Black Eyed Peas
Black Eyed Peas (Nicolas Genin)

SAN FRANCISCO — It’s always dangerous to cite unpublished decisions to the U.S. Court of Appeals for the Ninth Circuit. It’s a particularly bad idea when there’s contrary, published authority on the books. And it could be a very serious problem when you already face the possibility of a $2.5 million sanction.

That’s the predicament Dean Dickie of Miller, Canfield, Paddock and Stone faced on Friday when he tried to argue that the Black Eyed Peas’ recording of “I Gotta Feeling” violated his client’s copyright.

“Why should I believe anything you’re telling me?” Judge Richard Clifton demanded at one point during Pringle v. Adams.

Dickie and his co-counsel have faced an uphill battle representing Bryan Pringle, whose 2010 claim generated media attention but ended in a summary judgment loss and an attorney fee award under the Copyright Act. The Black Eyed Peas and their music companies have asked for $2.5 million and are trying to shift the bill to plaintiffs counsel at Miller Canfield and HamptonHolley under Section 1927, calling the suit “the very definition of frivolous litigation.” They point out, among other things, that Pringle threw away the computer containing his allegedly infringing recording after his attorneys gave assurances that they were preserving evidence.

Pringle alleges “I Gotta Feeling” sampled the “guitar twang” sequence on his song “Take a Dive.” The original doesn’t contain the guitar twang, but Pringle says he added it in 1999 and distributed it widely on demo CDs. Pringle submitted a disk as proof, but there was evidence it had been backdated.

“I have legitimate questions over the authenticity of Mr. Pringle’s representations regarding the dates of his computer files,” Bryan Cave partner Kara Cenar wrote to two of Pringle’s attorneys on July 24, 2010, asking that they preserve everything on his computer system.

“We are preserving evidence, of course,” attorney Ira Gould of the Law Offices of Ira Gould emailed back five days later.
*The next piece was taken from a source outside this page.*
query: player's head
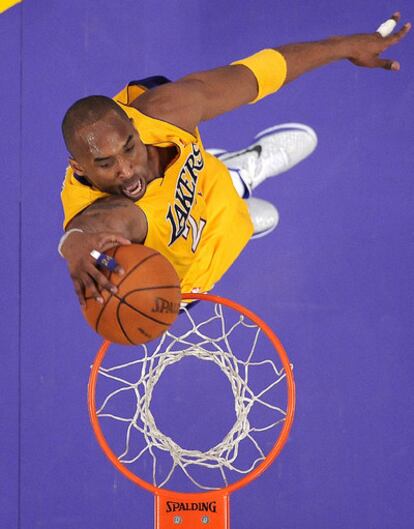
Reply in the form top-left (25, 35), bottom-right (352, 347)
top-left (62, 95), bottom-right (150, 200)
But at deposition, Pringle admitted that his hard drive was “probably in a landfill” because he’d thrown it away in December 2010. That didn’t stop him from moving for an injunction a few weeks before the band would perform “I Gotta Feeling” at the 2011 Super Bowl.

U.S. District Judge Josephine Staton of the Central District of California granted summary judgment to the band, citing the “inescapable conclusion” that Pringle destroyed evidence and brought the suit in bad faith. She awarded attorney fees under the Copyright Act, but mostly denied Section 1927 sanctions.

At the Ninth Circuit Friday, Dickie sought to overturn the summary judgment, arguing that “the big picture of all the events” shows enough evidence to merit a trial.

But the normally congenial Clifton steered Dickie to the standard for Section 1927, telling Dickie he was “distressed” that he would assert in his brief that “Appellees are simply wrong!” and then cite an unpublished decision as authority.

“You’re giving me a statement that appellees are simply wrong—complete with exclamation point—and it’s just not true!” Clifton told him. “I gotta say, I mean, we get submissions that are disappointing, but I don’t expect a brief from a firm of your caliber to contain a statement like that.”

“I understand that your honor, and I apologize for the exclamation point,” Dickie conceded.

Even with that misstep, it sounded as if Dickie and the law firms may escape sanctions.

“You got attorneys fees under the Copyright Act, and you want more?” Judge Mary Schroeder asked Loeb & Loeb partner Barry Slotnick, who argued for the Black Eyed Peas and their affiliates. “Why is there an abuse of discretion in the district court saying, ‘We’re going to give you this, but this is not really bad faith’?”

Slotnick said Pringle has made clear he can’t pay attorney fees. And Judge Staton made all the necessary findings for sanctions, including that Pringle had led counsel on “a snipe hunt” and that most attorneys would have seen that the case was bogus.

“We are asking that the standard shouldn’t be how much gullibility can you tolerate,” Slotnick said. “At some point the light has to go on if you’re a responsible attorney.”